Produire des pulpes de betteraves en abaissant la facture énergétique,  c’est le défi dans lequel s’est lancé le groupe coopératif Cristal Union.
Produire des pulpes de betteraves en abaissant la facture énergétique, c’est le défi dans lequel s’est lancé le groupe coopératif Cristal Union.
© Alix Penichou

Produire des pulpes de betteraves en abaissant la facture énergétique, c’est le défi dans lequel s’est lancé le groupe coopératif Cristal Union. Comment ? En investissant dans le renouvellement de l’unité de séchage de son usine Sainte-Émilie, à Villers-Faucon (80) ; lequel devrait lui permettre de diminuer les émissions de C02 de l’activité de séchage de 90 %, soit 40 000 tonnes chaque année. À l’échelle du groupe Cristal Union, cela représenterait une diminution de 5 %. Dans le même temps, l’objectif est de mieux valoriser la chaleur fatale de l’usine et doit mettre un terme à l’utilisation du charbon. Une fois ces arguments avancés, on comprend mieux pourquoi le gouvernement s’est laissé séduire par le projet du sucrier et qu’il vient de désigner l’usine Sainte-Émilie parmi les seize lauréats du plan de relance en faveur de la décarbonation de l’industrie. Ce plan, indiquait les ministères de la Transition écologique, de l’Économie et des finances et de l’Industrie le 17 décembre dernier, devrait permettre aux lauréats de bénéficier d’une aide globale de 61 millions d’euros.

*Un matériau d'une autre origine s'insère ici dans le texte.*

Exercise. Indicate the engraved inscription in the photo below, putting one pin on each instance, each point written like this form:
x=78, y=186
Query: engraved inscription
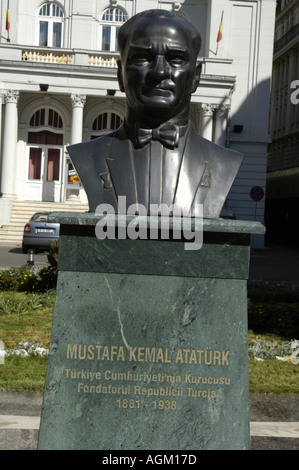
x=154, y=390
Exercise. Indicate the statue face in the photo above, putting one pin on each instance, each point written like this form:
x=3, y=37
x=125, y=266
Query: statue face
x=158, y=69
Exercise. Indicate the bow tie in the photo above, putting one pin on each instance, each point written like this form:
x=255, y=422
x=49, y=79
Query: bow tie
x=168, y=135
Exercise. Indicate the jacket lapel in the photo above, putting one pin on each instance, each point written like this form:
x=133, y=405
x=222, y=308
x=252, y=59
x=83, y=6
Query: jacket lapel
x=121, y=170
x=194, y=178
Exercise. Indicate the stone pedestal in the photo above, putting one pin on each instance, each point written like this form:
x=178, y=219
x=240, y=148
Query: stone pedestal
x=149, y=341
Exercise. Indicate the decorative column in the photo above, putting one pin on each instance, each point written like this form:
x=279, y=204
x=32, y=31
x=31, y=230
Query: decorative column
x=78, y=103
x=221, y=124
x=207, y=111
x=2, y=100
x=8, y=174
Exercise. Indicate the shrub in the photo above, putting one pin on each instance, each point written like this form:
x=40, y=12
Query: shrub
x=27, y=279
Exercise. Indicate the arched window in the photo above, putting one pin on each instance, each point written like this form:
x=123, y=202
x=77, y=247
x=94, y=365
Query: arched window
x=50, y=25
x=40, y=139
x=112, y=19
x=104, y=123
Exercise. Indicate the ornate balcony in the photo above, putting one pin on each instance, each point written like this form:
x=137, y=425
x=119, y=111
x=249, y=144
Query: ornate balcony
x=46, y=57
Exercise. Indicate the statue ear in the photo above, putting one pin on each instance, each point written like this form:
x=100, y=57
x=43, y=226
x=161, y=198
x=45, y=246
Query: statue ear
x=120, y=76
x=196, y=77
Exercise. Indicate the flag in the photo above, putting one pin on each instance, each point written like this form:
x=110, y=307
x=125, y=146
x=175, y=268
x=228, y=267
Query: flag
x=7, y=17
x=219, y=37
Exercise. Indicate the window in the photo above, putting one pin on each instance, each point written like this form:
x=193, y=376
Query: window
x=46, y=117
x=105, y=122
x=41, y=142
x=112, y=19
x=50, y=25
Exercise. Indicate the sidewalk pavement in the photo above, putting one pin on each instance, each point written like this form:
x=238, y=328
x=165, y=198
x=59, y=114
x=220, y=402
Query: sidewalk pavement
x=274, y=421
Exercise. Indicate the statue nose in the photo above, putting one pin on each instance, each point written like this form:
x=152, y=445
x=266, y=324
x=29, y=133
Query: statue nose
x=160, y=67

D’autres entreprises agroalimentaires lauréates
Parmi les seize lauréats, d’autres entreprises exercent également leur activité dans le secteur agroalimentaire. Près de chez nous, et toujours dans la filière «betteraves», c’est l’usine Tereos de Connantre (51), dans la région Grand-Est qui est également distinguée. Le projet retenu par l’État vise à minimiser la consommation d’énergie fossile pour l’activité de déshydratation des pulpes de betteraves sur quatre unités de séchage. Alimenté par la chaleur fatale du site, un pré-séchage des pulpes doit permettre à l’entreprise d’économiser 60 GWh par an et le gain de plus de 18 000 tonnes de CO2 par an pour ses quatre unités de séchage. L’État souligne que ce projet s’inscrit «dans un programme plus global à l’échelle du groupe Tereos pour la mise en place d’une stratégie de performance énergétique et de décarbonation globale».

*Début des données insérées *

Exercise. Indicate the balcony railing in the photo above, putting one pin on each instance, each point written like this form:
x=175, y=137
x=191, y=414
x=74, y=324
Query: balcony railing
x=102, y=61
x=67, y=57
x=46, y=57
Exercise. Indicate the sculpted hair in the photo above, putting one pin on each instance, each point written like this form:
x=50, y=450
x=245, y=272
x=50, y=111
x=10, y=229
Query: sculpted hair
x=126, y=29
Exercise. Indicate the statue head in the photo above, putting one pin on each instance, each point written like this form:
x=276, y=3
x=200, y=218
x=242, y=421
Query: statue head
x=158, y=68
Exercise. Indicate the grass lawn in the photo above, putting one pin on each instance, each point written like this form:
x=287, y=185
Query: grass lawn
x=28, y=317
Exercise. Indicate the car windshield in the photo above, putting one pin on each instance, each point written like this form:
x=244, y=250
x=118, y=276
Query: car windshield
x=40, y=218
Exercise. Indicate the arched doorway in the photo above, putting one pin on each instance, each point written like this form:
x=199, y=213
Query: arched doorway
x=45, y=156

En région Bretagne, c’est un autre projet visant à réduire les consommations énergétiques d’un site industriel qui a été récompensé. Spécialisé dans la transformation du lait cru pour la fabrication de composés, l’usine Armor Protéines de Saint-Brice (35) envisage la refonte de ses procédés de transformation en visant à la fois «un doublement de la production», «tout en optimisant ses consommations énergétiques».

Un nouvel appel à projet en 2021
Après la présentation de ces seize premiers lauréats, le gouvernement devrait en présenter un second lot «d’ici février», expliquait ses représentants le 17 décembre. Dans la continuité, de nouveaux appels à projets en faveur de la décarbonation de l’industrie seront lancés «au premier trimestre 2021», annonce-t-il. Il s’agira, à cette occasion, de récompenser des entreprises engagées dans l’amélioration de leur performance énergétique au sens large, ou avec un projet de production de chaleur biomasse.